As the season winds down, and minds across the football landscape begin to turn to what comes next over the here and now, the AFL is running its usual processes regarding the laws of the game. With football delivering the goods almost every second game, the time is right for HQ to bite the bullet and make a commitment to leave the rules of the game alone.
It has become something of a ritual across the league. Each off season, some ex-player with some axe to grind and some time on his hands makes the same clichéd statement: “the game just isn’t what it used to be”. The media pick up on it, the pundits get to weigh in with their hare-brained schemes, and we get overwhelmed with rivers of nostalgia about 100 goal key forwards and high scoring shootouts.
Last year, the AFL continued its recent trend of off season tinkering by making two quite fundamental changes to the laws of Australian football: regulating out the ability for players to go third man up at ruck contests, and shifting the frame of deliberate out of bounds to so-called “insufficient intent” to keep the ball in play. This was also applied to deliberate rush behinds. Both of the latter were relaxed over the course of the year when everyone realised how fucking stupid it was to ask umpires to enter the mind of a player and make a split second decision.
The year before that there were a plethora of changes, the most significant being the abolition of the substitute (which had only been bought in four seasons prior) and a reduction in the interchange cap (bought in the year before) from 120 to 90 rotations a game. The AFL also expanded the “protected area” given to players after taking a mark.
2015 saw the interchange cap introduced, the holding the ball rule modified to reward the tackler, and look I could go on but you get the picture. HQ’s thirst to tinker and change the rules and regulations of the sport seems undying.

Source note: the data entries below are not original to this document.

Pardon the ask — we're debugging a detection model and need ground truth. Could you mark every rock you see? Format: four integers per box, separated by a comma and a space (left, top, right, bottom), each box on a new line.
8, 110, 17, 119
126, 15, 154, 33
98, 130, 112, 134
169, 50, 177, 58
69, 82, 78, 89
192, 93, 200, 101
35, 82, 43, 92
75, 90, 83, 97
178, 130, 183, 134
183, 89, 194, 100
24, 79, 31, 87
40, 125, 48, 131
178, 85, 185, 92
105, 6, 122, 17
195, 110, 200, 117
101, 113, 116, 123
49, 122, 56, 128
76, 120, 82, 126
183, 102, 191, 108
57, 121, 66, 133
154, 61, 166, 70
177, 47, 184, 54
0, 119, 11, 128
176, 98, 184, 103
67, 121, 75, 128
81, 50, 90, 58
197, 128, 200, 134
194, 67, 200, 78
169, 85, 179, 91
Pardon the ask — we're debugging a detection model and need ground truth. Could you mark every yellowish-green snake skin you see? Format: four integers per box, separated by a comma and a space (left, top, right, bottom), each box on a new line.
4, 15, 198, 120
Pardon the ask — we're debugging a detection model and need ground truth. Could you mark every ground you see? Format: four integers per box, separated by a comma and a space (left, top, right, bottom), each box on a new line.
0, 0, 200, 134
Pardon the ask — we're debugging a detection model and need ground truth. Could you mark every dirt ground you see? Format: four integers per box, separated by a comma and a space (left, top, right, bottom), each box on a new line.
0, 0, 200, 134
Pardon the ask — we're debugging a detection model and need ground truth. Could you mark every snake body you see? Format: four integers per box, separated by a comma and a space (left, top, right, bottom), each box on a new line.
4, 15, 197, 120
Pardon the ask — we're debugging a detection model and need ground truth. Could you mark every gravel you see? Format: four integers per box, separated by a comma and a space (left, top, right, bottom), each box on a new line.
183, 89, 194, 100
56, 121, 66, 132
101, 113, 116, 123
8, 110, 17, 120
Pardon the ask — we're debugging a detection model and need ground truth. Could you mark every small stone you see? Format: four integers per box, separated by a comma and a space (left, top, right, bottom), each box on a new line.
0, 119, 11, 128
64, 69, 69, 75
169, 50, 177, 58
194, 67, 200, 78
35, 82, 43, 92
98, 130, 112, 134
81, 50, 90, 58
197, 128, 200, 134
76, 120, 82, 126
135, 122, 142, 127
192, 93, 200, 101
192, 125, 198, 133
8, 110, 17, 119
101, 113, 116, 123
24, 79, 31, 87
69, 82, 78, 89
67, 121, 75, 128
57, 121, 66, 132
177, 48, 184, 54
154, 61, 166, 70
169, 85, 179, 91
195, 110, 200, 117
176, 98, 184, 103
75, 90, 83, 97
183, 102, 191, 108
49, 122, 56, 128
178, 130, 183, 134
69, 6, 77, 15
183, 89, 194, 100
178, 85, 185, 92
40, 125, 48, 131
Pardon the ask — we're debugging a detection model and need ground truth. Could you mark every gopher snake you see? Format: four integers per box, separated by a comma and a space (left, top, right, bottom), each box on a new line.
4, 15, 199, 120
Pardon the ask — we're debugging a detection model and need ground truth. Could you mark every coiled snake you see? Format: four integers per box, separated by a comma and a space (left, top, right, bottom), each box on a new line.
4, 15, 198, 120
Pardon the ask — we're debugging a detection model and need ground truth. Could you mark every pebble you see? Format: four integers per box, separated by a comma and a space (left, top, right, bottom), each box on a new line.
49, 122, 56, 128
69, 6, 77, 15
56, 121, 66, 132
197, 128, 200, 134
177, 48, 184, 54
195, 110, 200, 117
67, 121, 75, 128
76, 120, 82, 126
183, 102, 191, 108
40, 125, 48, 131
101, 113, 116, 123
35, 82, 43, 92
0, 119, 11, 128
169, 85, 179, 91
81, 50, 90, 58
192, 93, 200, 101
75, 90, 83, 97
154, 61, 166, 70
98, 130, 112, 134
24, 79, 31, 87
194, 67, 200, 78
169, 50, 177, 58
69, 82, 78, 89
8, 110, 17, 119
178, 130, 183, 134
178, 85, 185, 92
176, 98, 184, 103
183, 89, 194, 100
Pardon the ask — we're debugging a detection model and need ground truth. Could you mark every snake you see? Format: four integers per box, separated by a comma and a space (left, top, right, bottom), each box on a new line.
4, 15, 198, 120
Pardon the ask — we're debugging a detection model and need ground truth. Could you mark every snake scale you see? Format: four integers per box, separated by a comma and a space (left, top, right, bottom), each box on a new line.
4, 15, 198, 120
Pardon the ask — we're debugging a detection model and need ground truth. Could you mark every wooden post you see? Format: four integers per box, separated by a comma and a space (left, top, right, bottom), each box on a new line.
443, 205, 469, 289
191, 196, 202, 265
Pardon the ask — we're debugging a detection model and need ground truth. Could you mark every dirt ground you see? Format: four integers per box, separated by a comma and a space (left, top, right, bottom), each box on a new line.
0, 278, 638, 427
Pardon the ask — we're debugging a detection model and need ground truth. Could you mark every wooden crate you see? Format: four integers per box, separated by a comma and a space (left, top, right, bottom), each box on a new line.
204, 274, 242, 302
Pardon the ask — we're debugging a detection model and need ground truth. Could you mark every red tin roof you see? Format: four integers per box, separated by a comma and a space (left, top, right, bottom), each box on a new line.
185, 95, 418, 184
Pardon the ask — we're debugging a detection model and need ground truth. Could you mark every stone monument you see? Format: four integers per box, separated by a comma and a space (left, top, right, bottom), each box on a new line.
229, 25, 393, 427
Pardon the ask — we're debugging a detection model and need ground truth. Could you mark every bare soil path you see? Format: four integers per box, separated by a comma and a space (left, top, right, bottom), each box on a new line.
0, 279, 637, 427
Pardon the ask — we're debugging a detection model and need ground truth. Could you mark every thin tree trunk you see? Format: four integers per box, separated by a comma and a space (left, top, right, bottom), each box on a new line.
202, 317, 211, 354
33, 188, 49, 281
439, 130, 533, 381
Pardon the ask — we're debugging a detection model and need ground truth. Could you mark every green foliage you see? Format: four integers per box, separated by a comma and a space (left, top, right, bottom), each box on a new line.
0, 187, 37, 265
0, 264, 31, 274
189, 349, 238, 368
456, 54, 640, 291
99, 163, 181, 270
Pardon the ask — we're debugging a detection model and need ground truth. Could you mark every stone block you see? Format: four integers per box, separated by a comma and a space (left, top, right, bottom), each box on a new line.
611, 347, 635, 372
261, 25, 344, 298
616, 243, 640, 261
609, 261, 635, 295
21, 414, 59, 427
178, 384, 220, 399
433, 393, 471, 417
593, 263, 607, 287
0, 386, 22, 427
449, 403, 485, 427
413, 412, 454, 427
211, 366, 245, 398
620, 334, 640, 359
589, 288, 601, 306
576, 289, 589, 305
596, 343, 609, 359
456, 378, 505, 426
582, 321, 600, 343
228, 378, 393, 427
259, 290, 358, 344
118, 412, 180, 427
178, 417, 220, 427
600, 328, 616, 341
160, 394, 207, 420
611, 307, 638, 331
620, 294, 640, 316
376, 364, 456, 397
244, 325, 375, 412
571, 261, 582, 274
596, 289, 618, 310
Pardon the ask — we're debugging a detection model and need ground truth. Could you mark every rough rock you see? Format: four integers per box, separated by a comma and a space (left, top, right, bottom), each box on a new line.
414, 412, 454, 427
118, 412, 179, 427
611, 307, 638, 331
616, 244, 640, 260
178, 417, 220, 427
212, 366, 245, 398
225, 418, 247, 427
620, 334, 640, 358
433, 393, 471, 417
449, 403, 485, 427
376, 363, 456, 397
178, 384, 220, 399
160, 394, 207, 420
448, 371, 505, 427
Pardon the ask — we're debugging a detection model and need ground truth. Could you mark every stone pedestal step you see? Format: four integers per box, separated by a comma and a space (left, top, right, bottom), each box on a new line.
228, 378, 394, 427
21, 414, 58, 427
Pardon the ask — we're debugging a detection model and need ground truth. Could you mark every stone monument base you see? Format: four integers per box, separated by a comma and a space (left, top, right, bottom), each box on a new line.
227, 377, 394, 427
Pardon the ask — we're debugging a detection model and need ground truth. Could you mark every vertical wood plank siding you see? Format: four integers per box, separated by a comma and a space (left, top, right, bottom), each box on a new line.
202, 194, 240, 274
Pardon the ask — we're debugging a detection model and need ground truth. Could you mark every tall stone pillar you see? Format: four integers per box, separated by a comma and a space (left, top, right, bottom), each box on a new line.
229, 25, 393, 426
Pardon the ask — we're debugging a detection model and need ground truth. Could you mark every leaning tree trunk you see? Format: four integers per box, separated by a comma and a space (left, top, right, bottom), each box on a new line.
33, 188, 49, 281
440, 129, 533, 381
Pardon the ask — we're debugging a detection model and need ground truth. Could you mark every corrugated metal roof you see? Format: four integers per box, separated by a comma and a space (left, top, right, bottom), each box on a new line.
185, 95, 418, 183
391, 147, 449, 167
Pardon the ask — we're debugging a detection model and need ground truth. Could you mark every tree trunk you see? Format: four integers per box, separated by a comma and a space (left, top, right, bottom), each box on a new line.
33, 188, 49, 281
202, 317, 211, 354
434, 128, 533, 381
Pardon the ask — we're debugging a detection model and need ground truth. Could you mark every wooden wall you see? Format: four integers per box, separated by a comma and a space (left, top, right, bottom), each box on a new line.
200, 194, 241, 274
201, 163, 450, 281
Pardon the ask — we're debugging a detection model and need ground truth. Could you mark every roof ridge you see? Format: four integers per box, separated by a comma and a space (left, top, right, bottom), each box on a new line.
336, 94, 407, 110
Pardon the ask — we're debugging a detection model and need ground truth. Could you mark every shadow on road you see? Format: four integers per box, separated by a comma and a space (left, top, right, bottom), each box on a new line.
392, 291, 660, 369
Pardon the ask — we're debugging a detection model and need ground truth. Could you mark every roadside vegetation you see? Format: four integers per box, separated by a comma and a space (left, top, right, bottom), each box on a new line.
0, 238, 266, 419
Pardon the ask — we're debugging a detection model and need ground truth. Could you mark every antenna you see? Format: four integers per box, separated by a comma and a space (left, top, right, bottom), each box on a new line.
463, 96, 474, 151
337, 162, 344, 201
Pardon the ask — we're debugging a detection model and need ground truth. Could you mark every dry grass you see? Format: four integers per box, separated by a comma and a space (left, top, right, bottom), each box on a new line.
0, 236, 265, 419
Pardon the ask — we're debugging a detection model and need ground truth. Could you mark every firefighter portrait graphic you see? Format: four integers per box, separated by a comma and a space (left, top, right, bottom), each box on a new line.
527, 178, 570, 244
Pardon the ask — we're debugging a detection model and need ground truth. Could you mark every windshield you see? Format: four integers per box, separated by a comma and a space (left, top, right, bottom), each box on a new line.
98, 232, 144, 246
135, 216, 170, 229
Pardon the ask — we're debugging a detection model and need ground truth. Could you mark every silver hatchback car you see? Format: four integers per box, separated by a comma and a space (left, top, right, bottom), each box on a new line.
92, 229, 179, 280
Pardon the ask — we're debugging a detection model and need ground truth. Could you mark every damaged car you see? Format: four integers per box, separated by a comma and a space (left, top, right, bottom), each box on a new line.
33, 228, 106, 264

But you know what? We’ve got ourselves a golden opportunity to break the cycle. It seems like the inertia is to be directed towards matters of nuance rather than fundamental changes to the structures, systems and processes of the game that we have seen in recent years.
“The tackle” is the rules-based talking point right now, with two isolated incidents – Patrick Dangerfield and Brodie Grundy concussing Matthew Kreuzer and Ben Brown, respectively – inspiring the sort of sensationalism usually reserved for “the bump”. Google “the tackle is dead AFL”. It’s a hoot.
There is little doubt some tinkering will be done to what is and what is not considered a dangerous tackle. That’s fine, because it will affect roughly one in every 4,687 tackles.
The future of the traditional bounce of the ball to start in the centre of the ground has also been discussed throughout the year. Ultimately, this is window dressing. Traditionalists say it is important, modernists shrug their shoulders, and we all move on. It’s another matter of largely immaterial consequence the structure of the game itself.
The Laws of the Game Committee, a panel made up of former players from by-gone eras, can keep itself occupied with tackles and bounces for the summer.
I mean…what else is wrong? Say what you will about the aesthetics of the game, the competition itself hasn’t been as healthy as it has been in 2017 since before the league’s two new teams came to be. With three rounds remaining, 11 teams are still in the hunt for finals, and all but the number one seed is still up for grabs.
There has been 39 games decided by single digits – on track to be the most in the AFL era. Scoring is up modestly from the 2014 nadir. Indeed, earlier this week the AFL revealed it was no longer considering a change to the structure of the fixture – the other significant regulatory instrument available to the league – for 2018 and perhaps beyond on account of the even-ness of the year. 17-5, 18-4, wildcards…they’re all out. Status quo is in.
More broadly, there is a plethora of ways to win football games, with teams equally successful playing kick-mark, high press, slingshot, stoppage-oriented, in tight and out wide football.
We only need to look at the top four. The Crows play precision football, with a permanent extra defender and very structured forward line. The Tigers are a refined version of the Western Bulldogs swarming midfield. The Cats are all about size and heft through the middle. The Giants run for days. There are an almost infinite number of ways to play winning football, one of the most defining features of Australian rules that almost never gets talked about.
Champion Data will tell us, if we ask and happen to catch them on a day they’re feeling generous, that stoppages are down and congestion is no longer the enemy of the state. Coaches, as they always do, have innovated within the constraints of the existing system and found out new ways to play ball.
There is no compelling reason to change from what we have today. It is an opportune time for HQ to make a commitment to leave the rules for the 2018 competition unchanged. We could do with a break from the annual November nostalgia-fest.